She stood in a well-remembered thicket of willows. A few steps away was a footpath—how it all came back to her!—winding among the willows. Clasping Honey-Sweet close, Anne walked a little way down the path. Then she turned and looked back. The train was puffing and panting, lights were gleaming from its windows. There sat Mrs. Marshall, coaxing Dunlop, and there was Arthur cuddled in Martha's lap.
As Anne looked, the train moved slowly away, gathering speed as it went. Its lights gleamed and faded in the darkness. It was gone. She gazed after it, with a queer tightness about her throat. Then she walked steadily down the footpath, across the meadow, through a gate, and along the hillside. On top of that tree-clad hill was her old home. From one well-remembered room, flickered lights that seemed to beckon and summon the homesick child.
CHAPTER XIX
Meanwhile, Anne was the innocent cause of trouble between Pat and his father. Mr. Patterson came back in the early summer to spend a few weeks with his son at the old home in Georgetown before midsummer heat drove them to mountains or seashore.
The mansion was a roomy, old-fashioned house which his grandfather Patterson had built when Georgetown was a fashionable suburb of the capital. As Washington grew, fashion favored other sections, and the stately homes of Georgetown were stranded among small shops and dingy tenements. Some old residents, the Pattersons among the number, clung to their homes.
Mr. Patterson had been little at home since his wife's death.
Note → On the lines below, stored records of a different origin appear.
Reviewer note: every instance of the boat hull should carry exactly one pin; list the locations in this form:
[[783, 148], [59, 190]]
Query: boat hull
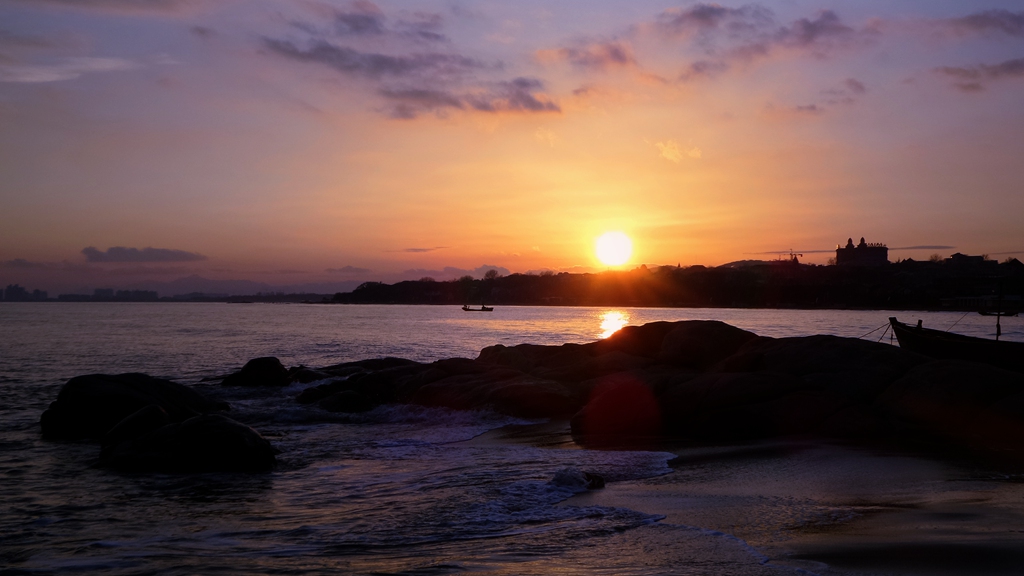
[[936, 343]]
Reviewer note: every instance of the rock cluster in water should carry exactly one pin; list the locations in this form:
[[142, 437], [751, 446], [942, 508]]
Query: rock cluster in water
[[152, 424], [705, 381]]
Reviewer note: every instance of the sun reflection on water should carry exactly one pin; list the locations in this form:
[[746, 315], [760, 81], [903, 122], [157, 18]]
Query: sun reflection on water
[[611, 321]]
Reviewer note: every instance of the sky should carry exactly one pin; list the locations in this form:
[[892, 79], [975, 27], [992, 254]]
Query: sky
[[314, 145]]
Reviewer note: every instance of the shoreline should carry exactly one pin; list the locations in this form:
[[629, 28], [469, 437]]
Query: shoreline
[[886, 509], [836, 510]]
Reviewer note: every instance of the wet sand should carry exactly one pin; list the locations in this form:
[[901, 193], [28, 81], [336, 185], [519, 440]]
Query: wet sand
[[840, 510], [828, 509]]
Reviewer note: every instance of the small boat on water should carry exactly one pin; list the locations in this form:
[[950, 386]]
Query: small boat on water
[[989, 313], [1009, 356]]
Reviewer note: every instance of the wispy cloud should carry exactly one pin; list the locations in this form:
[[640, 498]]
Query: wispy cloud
[[374, 65], [122, 254], [419, 72], [599, 55], [124, 6], [972, 79], [419, 250], [347, 270], [987, 23], [68, 69]]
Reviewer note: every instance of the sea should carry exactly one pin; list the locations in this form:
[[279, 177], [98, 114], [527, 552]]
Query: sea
[[398, 490]]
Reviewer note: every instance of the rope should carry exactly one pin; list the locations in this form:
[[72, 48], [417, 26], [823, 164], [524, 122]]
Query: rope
[[957, 322], [877, 329]]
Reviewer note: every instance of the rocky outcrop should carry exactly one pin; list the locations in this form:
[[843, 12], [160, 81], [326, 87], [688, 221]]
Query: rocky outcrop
[[267, 371], [152, 424], [211, 443], [709, 381], [87, 407]]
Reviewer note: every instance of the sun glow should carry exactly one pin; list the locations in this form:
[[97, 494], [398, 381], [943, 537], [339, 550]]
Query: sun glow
[[611, 322], [613, 248]]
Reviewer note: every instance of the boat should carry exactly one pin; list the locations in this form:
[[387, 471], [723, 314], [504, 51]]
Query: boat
[[1004, 314], [936, 343]]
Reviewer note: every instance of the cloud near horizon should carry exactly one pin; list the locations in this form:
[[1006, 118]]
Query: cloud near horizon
[[972, 79], [986, 23], [122, 254], [348, 270], [410, 80]]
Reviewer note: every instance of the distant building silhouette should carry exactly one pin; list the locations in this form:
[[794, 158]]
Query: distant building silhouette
[[14, 293], [862, 254]]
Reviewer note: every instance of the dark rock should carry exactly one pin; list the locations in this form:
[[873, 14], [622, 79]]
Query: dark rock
[[368, 365], [577, 480], [622, 408], [700, 343], [636, 340], [820, 355], [594, 482], [87, 407], [969, 403], [141, 422], [347, 401], [203, 444], [265, 371], [304, 375], [315, 394], [529, 398]]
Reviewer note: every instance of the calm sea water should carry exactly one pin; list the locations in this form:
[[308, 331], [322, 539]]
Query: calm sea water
[[399, 490]]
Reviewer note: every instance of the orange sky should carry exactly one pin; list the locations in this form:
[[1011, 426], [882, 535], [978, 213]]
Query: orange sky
[[311, 142]]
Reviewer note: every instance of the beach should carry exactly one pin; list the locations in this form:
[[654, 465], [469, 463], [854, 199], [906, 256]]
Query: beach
[[430, 490]]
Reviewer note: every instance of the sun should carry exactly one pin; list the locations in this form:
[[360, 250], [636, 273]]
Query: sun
[[613, 248]]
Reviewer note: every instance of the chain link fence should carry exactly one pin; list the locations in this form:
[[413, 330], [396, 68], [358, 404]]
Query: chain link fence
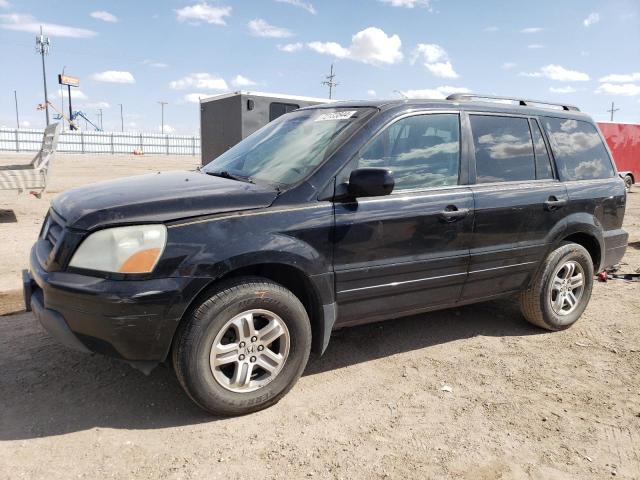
[[27, 140]]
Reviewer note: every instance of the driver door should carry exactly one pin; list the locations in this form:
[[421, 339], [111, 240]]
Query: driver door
[[408, 251]]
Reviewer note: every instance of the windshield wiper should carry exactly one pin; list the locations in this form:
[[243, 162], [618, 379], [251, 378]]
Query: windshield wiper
[[231, 176]]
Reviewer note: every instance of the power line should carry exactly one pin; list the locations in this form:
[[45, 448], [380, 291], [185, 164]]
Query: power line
[[42, 47], [330, 82]]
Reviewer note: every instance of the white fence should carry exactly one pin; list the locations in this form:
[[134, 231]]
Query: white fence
[[27, 140]]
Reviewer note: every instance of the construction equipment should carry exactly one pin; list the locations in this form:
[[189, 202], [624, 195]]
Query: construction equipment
[[32, 177]]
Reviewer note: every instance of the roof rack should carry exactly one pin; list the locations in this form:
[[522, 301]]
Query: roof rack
[[520, 101]]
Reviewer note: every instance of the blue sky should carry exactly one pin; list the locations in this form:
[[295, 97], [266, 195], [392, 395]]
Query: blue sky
[[584, 52]]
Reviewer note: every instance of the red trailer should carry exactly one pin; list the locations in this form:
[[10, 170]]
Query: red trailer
[[624, 142]]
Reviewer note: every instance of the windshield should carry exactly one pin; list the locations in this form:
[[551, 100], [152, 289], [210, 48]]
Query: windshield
[[288, 149]]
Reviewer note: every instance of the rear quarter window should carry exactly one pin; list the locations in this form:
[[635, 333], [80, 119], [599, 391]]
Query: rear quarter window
[[578, 148]]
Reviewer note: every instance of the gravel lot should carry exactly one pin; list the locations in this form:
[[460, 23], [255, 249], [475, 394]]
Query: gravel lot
[[524, 403]]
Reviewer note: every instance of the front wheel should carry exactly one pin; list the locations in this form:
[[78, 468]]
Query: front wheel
[[561, 290], [243, 348]]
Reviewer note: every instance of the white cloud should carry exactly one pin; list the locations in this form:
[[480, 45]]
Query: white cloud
[[203, 13], [261, 28], [434, 93], [195, 97], [104, 16], [435, 59], [300, 4], [371, 45], [242, 81], [626, 89], [76, 94], [29, 24], [558, 73], [567, 89], [408, 3], [204, 81], [113, 76], [624, 78], [95, 105], [592, 19], [155, 64], [329, 48], [291, 47], [532, 30]]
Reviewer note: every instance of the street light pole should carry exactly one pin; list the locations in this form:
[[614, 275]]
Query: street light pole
[[162, 104], [15, 97], [42, 47]]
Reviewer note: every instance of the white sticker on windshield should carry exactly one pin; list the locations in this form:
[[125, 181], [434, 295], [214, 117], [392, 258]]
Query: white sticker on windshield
[[336, 115]]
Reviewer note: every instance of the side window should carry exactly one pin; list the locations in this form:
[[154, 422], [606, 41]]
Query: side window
[[579, 151], [543, 161], [277, 109], [422, 151], [504, 150]]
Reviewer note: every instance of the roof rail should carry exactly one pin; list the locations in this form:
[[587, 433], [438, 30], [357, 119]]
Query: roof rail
[[521, 101]]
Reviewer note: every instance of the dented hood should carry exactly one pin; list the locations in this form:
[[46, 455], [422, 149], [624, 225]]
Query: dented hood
[[158, 197]]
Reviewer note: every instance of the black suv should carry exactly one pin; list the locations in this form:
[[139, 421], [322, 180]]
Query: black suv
[[330, 216]]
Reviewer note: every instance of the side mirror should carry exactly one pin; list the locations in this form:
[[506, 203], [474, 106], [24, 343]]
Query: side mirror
[[370, 182]]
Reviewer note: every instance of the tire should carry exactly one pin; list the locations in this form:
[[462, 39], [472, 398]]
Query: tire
[[547, 303], [225, 388]]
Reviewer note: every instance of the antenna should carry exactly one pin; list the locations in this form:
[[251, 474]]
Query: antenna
[[330, 82], [162, 104], [42, 47], [613, 110]]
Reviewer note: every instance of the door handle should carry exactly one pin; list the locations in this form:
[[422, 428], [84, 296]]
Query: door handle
[[554, 204], [453, 213]]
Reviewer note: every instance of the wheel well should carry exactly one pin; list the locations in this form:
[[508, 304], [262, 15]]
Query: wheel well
[[289, 277], [590, 243]]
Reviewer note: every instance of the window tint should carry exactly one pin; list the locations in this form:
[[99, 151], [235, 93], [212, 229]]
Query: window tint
[[543, 161], [422, 151], [277, 109], [504, 150], [579, 151]]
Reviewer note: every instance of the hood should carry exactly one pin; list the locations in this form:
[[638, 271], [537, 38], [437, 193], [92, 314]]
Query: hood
[[158, 197]]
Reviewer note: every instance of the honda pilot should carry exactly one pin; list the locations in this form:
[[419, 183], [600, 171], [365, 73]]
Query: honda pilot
[[330, 216]]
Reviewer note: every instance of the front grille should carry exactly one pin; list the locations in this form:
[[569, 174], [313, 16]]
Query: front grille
[[51, 231]]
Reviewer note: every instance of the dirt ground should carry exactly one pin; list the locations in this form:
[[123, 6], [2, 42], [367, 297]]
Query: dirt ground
[[523, 403]]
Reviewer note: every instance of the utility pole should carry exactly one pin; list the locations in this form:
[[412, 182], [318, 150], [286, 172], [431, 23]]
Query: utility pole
[[15, 97], [162, 104], [329, 82], [42, 47], [613, 110]]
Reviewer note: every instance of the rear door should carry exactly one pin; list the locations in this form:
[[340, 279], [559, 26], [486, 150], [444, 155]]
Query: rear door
[[518, 203], [408, 251]]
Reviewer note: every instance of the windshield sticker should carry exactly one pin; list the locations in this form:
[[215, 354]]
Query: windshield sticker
[[336, 116]]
Every nook and corner of the house, her pictures on the walls, her books on the shelves, her easy-chair beside the window, called her to mind. How lonely and sad he was! His son was little comfort to him in his loneliness. Except on their ocean voyage, Pat and his father had not been together for three years and they had grown apart. Pat was no longer just a merry little chap, ready for a romp with his father. He was a tall, overgrown lad, absorbed in the sports and work of his school-world, at a loss what to say to the silent, reserved business man who made such an effort to talk to him.
One day, as they sat together at a rather silent dinner, a sudden thought made Pat drop his salad fork and look up at his father. "When is Anne coming, father?" he asked. "Where's her school? and when is it out?"
"Anne? Anne who?" asked Mr. Patterson, blankly—for the moment forgetful of the child who had been a brief episode in his busy life.
"Why, Anne Lewis, of course—our little Anne," said Pat.